A Scoop of Moon-Flavored Ice Cream?

So, I'm back.  I've been here, just not *here*-here.  My writing time at the computer has been spent dissertating.  Dissertation is a dirty, dirty word to me right now.

But blogging fell by the wayside.  Lots has been going on, but I'm going to keep it short and to the point right now.  This blog started out in the "old days" of MySpace (ha!) as a place for me to write about my dogs.  Writing has always been therapeutic for me--not writing in the dissertation sense, but in the journaling sense.  And now, more than ever, I need some therapy. Sampson--my old man/my best friend--has degenerative myelopathy--more big words I have learned through Sampson's health issues.  It's not good.  Basically, the nerves in his spinal cord are dying.  (Here's a good, quick summary via the American Boxer Club: http://americanboxerclub.org/purina1.html .) He is becoming paralyzed.  He has lost almost all control over his left, back leg.  But he is holding on.  He has some good times and bad times.  I think he's still happy--getting joy from food, treats, and love.  We have made some adjustments to daily life.  My heart remains heavy--in all likelihood, his spine is going to give out before the rest of his body--and that means a tough, tough decision for me.  But I know it's the right one--I just hope I know when it's the "right" time.

I found this great blog today while Googling Sampson's disease.  Great, because 1.  It made me feel like I am not alone and 2. It reminded me that maybe blogging shouldn't fall by the wayside.  I came back here...my Moon-Flavored Ice Cream--the things that make me smile and give me the warm and fuzzies.  And I read about Sampson over the past few years.  I am glad I have a place where some of his life up until this point has been chronicled.  Maybe I should get back on that routine?

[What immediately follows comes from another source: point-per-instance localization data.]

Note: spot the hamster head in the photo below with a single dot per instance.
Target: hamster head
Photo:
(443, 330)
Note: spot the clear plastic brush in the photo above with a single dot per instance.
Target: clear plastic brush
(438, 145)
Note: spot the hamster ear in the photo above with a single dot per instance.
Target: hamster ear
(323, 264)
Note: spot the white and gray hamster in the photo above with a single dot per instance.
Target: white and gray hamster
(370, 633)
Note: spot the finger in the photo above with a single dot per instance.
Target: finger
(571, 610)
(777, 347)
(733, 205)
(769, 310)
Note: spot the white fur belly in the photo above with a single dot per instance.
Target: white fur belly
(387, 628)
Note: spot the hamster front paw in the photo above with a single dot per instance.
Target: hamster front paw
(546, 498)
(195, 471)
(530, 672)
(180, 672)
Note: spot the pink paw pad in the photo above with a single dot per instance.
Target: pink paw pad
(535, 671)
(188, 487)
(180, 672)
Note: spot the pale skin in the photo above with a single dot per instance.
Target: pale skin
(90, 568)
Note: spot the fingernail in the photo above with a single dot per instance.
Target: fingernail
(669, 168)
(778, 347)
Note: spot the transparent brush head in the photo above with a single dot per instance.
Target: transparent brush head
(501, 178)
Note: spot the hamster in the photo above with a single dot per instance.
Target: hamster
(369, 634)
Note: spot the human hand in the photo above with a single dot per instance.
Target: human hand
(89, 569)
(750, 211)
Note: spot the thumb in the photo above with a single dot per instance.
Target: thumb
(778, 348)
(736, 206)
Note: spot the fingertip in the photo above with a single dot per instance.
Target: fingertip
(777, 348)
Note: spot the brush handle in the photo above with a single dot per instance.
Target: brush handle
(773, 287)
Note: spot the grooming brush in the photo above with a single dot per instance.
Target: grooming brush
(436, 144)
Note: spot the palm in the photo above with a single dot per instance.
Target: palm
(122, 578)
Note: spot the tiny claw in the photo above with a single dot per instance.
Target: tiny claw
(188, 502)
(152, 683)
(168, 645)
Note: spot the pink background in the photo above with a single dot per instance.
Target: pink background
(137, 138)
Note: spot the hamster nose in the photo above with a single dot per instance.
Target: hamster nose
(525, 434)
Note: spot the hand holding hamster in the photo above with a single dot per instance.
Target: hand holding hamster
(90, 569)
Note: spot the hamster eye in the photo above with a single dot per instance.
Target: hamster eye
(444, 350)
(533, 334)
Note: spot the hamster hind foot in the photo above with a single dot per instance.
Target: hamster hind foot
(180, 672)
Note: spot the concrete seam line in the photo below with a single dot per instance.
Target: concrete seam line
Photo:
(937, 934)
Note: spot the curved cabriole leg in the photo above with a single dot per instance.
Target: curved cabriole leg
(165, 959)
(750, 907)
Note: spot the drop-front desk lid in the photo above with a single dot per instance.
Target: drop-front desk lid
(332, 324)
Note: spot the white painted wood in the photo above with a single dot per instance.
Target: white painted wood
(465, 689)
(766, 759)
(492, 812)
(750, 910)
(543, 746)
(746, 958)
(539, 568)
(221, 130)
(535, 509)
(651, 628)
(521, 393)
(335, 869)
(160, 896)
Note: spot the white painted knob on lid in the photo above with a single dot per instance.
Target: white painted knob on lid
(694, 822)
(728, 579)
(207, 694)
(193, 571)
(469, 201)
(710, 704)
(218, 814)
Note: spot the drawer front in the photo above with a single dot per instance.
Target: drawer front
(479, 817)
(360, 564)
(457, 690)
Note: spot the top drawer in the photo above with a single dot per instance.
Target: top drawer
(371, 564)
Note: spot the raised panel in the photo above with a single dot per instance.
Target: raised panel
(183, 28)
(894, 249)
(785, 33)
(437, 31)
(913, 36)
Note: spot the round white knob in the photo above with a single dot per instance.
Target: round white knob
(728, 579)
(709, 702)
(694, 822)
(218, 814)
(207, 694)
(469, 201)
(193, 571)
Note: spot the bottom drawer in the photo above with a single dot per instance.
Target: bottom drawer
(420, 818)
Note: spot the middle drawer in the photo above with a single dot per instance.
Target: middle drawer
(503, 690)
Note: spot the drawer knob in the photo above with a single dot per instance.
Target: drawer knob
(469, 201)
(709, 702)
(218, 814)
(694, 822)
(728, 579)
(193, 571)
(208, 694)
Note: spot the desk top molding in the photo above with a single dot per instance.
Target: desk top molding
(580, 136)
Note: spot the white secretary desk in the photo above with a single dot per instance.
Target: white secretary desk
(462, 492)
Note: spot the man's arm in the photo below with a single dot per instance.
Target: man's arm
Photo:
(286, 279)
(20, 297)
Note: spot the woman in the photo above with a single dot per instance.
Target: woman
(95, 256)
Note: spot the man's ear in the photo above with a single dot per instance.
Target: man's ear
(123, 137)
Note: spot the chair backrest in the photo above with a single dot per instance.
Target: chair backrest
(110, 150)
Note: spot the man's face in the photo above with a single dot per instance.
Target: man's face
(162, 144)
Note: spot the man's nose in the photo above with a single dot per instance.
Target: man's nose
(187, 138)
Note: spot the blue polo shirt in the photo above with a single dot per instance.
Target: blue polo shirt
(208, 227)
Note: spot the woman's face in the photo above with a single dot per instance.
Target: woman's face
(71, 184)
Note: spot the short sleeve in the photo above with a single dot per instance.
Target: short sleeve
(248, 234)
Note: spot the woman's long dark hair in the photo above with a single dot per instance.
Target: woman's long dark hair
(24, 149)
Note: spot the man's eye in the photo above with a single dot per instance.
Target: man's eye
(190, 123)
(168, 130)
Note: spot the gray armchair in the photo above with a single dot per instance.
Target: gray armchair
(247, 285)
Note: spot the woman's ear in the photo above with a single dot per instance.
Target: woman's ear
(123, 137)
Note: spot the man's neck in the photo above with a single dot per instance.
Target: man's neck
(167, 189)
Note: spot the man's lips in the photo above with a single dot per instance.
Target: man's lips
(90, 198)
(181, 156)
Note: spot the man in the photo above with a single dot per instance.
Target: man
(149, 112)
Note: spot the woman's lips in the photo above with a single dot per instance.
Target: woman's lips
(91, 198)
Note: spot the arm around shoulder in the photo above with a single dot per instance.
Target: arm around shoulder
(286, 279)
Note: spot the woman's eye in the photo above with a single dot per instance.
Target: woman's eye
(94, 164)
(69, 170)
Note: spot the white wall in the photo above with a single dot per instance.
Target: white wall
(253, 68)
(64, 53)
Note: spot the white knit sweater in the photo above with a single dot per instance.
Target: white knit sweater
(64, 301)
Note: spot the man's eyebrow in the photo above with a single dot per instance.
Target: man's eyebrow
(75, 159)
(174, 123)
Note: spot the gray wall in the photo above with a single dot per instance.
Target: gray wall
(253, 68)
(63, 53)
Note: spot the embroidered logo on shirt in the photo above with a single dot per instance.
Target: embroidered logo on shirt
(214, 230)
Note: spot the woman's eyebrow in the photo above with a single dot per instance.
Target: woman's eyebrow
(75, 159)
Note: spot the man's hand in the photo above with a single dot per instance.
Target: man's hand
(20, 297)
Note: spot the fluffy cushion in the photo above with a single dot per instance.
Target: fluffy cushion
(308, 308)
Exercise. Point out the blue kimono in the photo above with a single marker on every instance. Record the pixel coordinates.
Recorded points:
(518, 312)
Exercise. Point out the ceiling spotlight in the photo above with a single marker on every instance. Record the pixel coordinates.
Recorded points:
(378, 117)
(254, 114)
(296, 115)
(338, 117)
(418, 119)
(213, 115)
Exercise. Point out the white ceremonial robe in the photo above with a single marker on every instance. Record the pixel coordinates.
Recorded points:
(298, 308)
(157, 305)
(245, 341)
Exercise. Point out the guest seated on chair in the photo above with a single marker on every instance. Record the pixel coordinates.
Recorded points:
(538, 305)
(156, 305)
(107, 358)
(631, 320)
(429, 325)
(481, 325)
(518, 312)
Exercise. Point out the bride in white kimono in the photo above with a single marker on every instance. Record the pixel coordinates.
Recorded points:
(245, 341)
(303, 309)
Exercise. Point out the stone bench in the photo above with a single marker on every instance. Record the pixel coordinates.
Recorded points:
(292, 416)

So, here I am...and I think I'll be back.  I can't promise when, the topic, or the tone.  If there is one thing Sampson has taught me, it's to be happy and enjoy the here and now.  Whether it was during a deployment or just a plain old gloomy day, he was there to make me smile--to bring me joy.  And that's the meaning of the crazy title of this blog...so, I *think* I will be able to make time for my writing therapy, with a scoop of Moon-Flavored Ice Cream.